As for your article, I thought it was great and a step in the right direction. What I did was take the next logical step and start teaching neutral buoyancy from the top down and not the bottom up. Trim and neutral buoyancy are the hardest and the most important skills a diver needs to master in order to be confident and competent in the water. Ergo, it becomes the primary skill taught while on Scuba. All other skills are added to it.

As for being condescending, that wasn't my intent. There are many ways to take a challenge and I suppose that simply saying it was condescending is one way to deal with it. You've made several comments that you can't believe we can teach like this... what am I to say? To me, that means you haven't tried to teach in this manner. You're an apt instructor, John. I have no doubts that you can do this and that you will love it once you do.
 
I know a lot of instructors who can't do that. If that is indeed what you are able to do, I salute you, and I hope you will supply the instructional sequence that makes that happen. "Try it and see" isn't giving me the picture.

I've answered it before, but here goes again. Like on the reef, they are only allowed to use a single finger to support themselves for a moment or two. Fins, knees and butts are not allowed and few students really need to use their fingers more than twice. I don't do fin pivots and feel that they teach a bad habit.

Pete, there are some folks who are genuinely interested in the mechanics and technique you use to achieve the results you claim. Why won't you answer? If you can't find the words, how about posting some video of CW1? I think I do a pretty good job with buoyancy and trim, but nowhere near the success you claim. From what you've conveyed in your previous post, it appears that all we need to do is stop teaching fin pivots.
 
You know, I want a Hero for this very reason. As soon as I have one, I'll do it. It's just really not that hard when you set your mind to it. Elena picked up on it right away.
 
Pete, there are some folks who are genuinely interested in the mechanics and technique you use to achieve the results you claim. Why won't you answer?
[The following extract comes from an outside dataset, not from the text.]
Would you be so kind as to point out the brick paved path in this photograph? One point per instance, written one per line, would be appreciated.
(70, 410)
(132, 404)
If you can't find the words, how about posting some video of CW1? I think I do a pretty good job with buoyancy and trim, but nowhere near the success you claim. From what you've conveyed in your previous post, it appears that all we need to do is stop teaching fin pivots.
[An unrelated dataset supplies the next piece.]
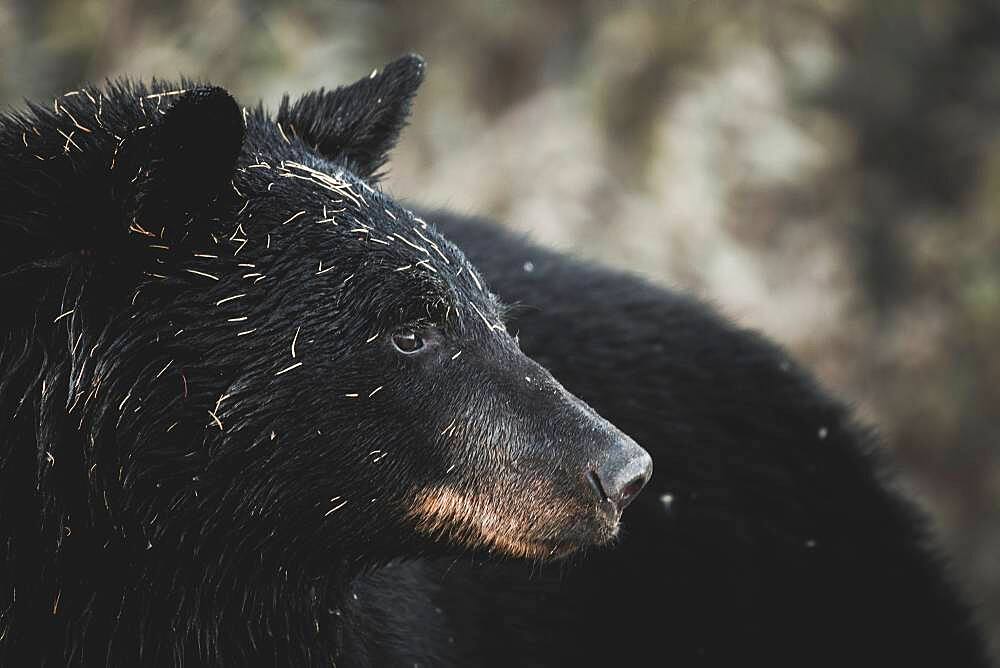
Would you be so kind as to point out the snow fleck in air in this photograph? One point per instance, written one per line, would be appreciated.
(667, 500)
I am going to take a guess that weighting is critical. As an instructor working for a shop who is required to use the shop rental equipment (jacket BCDs with no trim pockets), I don't see how I can do it. Maybe if I had students in backplates.....

I have taken to putting a good deal of the student's weight (and mine as well) on the tank strap so that students can get into proper trim more easily, and in my last class one of the students was able to do a true hover in horizontal trim--as would be expected of a tech diver--because I did have her weight well distributed that way. With standard weight belts or pockets, though, my students will have their legs dropping pretty quickly when they try to hover that way.

I will echo Dave's call for details, as I have asked for them before. Instead of providing details, you simply ridiculed those of us who start students buoyant and in trim with their legs lightly touching the floor. Perhaps if you had said something along the lines of the following, things might have gone better:

I realize that many instructors are focusing on buoyancy and trim from the very beginning by having their students do even the initial skills neutrally buoyant in a horizontal position, with their legs lightly touching the floor for balance. I think this is a much better approach than the tradition of having overweighted divers kneeling on the pool floor, and those instructors are to to be commended for doing that. Instructors with such goals might be interested in my approach, which goes a step further and has students in proper trim in mid water from the very start, without any part of the legs or fins touching the floor. Here is how I do it....


Conscientious instructors respond much better to suggestions for improvement than to mocking ridicule with no inkling of what can be done differently.